Als Schirn-Direktor Max Hollein 2006 die Leitung auch dieses Hauses übernahm, begann er mit einer grundlegenden Umstrukturierung des Hauses und der Sammlung, die mit dem jüngst eröffneten Schaudepot ihren Abschluss fand. Man kann sich den versierten Kunstmanager Hollein gut vorstellen, wie er mit seinem Kuratorenteam und den Architekten durch das Haus gezogen ist und in jeder Ecke gefegt hat: Nun ist die Institution gründlich entstaubt; auf 2200 Quadratmetern ist eingezogen, was international unter dem Begriff „zeitgenössische Museumspraxis“ gehandelt wird. Die wichtigste Entscheidung: Ein Drittel der Exponate wurde aus der Schausammlung geräumt und somit der einzelnen Skulptur mehr Platz gelassen. Die verbliebenen Figuren – von der „Frankfurter Athena“ (450 v. Chr.) bis zur „Ariadne auf dem Panther“ (1813–1814) – wurden aus dem White Cube befreit und vor kräftige, erzählende Farben gestellt: Die Wände sind sandgrau (Ägypten), lichtblau (Griechenland) und leuchtend rot (Rom), atmosphärischer Hintergrund und Leitsystem in einem. Derart in Szene gesetzt, scheint es, als würden die Skulpturen animiert und träten in Kontakt zu Besuchern und Räumen gleichermaßen.
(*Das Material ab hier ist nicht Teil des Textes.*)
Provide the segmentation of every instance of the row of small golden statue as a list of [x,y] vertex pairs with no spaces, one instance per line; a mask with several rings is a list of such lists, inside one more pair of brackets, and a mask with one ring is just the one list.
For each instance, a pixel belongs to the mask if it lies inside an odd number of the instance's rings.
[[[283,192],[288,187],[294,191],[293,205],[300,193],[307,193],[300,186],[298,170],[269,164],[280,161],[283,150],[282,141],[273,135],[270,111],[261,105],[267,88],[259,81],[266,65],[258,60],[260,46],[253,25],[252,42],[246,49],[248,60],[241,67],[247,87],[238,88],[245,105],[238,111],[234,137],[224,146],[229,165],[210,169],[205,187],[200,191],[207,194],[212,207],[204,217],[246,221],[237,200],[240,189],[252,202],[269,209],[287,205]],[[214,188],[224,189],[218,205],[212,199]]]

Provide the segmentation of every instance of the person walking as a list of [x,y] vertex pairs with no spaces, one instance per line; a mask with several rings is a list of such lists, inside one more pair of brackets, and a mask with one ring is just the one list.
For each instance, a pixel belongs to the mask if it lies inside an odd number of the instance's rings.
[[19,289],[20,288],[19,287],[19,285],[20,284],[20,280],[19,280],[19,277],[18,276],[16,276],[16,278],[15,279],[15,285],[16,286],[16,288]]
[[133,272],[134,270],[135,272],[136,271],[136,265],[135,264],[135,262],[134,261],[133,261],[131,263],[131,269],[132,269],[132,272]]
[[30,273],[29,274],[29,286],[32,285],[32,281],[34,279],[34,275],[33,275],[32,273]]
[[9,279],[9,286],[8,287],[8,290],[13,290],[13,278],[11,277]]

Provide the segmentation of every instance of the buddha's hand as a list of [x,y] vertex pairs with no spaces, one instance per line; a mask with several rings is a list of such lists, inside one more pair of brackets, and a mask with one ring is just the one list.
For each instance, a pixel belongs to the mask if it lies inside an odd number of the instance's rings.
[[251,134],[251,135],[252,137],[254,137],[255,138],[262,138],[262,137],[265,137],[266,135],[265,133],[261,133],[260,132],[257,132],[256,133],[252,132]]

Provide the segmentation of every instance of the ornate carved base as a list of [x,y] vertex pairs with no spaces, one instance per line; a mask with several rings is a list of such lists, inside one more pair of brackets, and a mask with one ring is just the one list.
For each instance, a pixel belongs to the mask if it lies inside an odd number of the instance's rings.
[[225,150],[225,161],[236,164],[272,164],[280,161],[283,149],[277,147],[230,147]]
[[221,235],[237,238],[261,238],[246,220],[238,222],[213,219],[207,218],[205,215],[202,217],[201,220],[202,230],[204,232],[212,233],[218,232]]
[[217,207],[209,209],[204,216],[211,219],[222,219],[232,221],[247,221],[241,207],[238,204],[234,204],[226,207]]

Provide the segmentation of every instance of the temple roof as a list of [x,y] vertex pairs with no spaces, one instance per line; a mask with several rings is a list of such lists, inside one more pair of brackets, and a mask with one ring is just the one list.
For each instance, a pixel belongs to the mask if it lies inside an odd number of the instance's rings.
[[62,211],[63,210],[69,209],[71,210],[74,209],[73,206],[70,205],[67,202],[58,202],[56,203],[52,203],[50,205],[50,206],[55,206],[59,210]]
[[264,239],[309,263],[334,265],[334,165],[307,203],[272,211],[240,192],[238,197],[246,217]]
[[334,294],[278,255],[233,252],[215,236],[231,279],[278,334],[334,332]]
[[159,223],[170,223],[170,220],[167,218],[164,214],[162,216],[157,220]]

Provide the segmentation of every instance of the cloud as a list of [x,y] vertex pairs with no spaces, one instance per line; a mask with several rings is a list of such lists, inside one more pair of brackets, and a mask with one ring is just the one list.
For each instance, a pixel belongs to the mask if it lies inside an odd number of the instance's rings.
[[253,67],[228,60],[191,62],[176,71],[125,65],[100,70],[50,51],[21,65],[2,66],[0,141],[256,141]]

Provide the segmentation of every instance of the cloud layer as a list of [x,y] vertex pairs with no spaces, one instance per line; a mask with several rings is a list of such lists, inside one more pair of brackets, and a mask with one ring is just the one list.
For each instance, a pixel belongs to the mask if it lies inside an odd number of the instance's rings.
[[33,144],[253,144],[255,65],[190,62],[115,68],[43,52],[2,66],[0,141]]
Im Kontrast dazu ist das Schaudepot, das in drei Räumen mit 220 Quadratmetern im Untergeschoss eingerichtet wurde, in Anthrazit gehalten, mit weißen Lichtfeldern an der Decke. Die von Kuehn Malvezzi gewohnt unaufgeregte Gestaltung der Räume ist auch hier eine Wohltat: Die raumhohen „Einbauschränke“ und Vitrinen aus durchgefärbtem MDF sind kubisch und klar, sie bilden eine Familie mit den Sockeln der Schausammlung und dem Tresen aus schwarzem Glas und Leder im Foyer. Im Schaudepot hat ein Teil der aus dem Erdgeschoss verbannten Exponate Platz gefunden, profan sortiert nach Größe, Material und konservatorischen Aspekten. Aufgereiht wie im Küchenschrank stehen Figuren unterschiedlicher Epochen nebeneinander, erleichtert vom Ballast der Geschichte. Wie im Kölner Kolumbamuseum kann man einen Plan zur Hand nehmen und die eigenen Mutmaßungen überprüfen: Die Besucher werden forschend tätig.
Auch im Dachgeschoss werden die Gäste in das Geschehen hineingezogen – vorausgesetzt, sie finden den Weg in den Bereich „Sammeln und Forschen im 19. Jahrhundert“, zu dem nur ein kleiner Hinweis führt. Zur Neuordnung des Hauses gehört, dass die Museumsverwaltung, die bislang unter dem Dach saß, eine Etage tiefer gezogen ist und nun über eine enge Treppe der Aufstieg in die ehemaligen Privatzimmer des Barons möglich ist. Die „Studioli“, so der Name der zehn kleinen Räume, sind eine Entdeckung für sich – und das nicht nur, weil die Besucherführung sie als solche inszeniert: Verwinkelte, holzgetäfelte Gemächer mit Ausbuchtungen für Fensterplätze, von denen aus der Blick durch die alten Bäume hindurch über den Main schweifen kann. Fast beiläufig liegen Folianten mit Schwarz-Weiß-Fotos auf dem Tisch, die die Räume in ihrer ursprünglichen Benutzung zeigen, hier das Bett des Barons, dort sein Schreibtisch. Vom museumspädagogischen Zeigefinger bleibt man, wie im ganzen Haus, auf angenehme Weise verschont.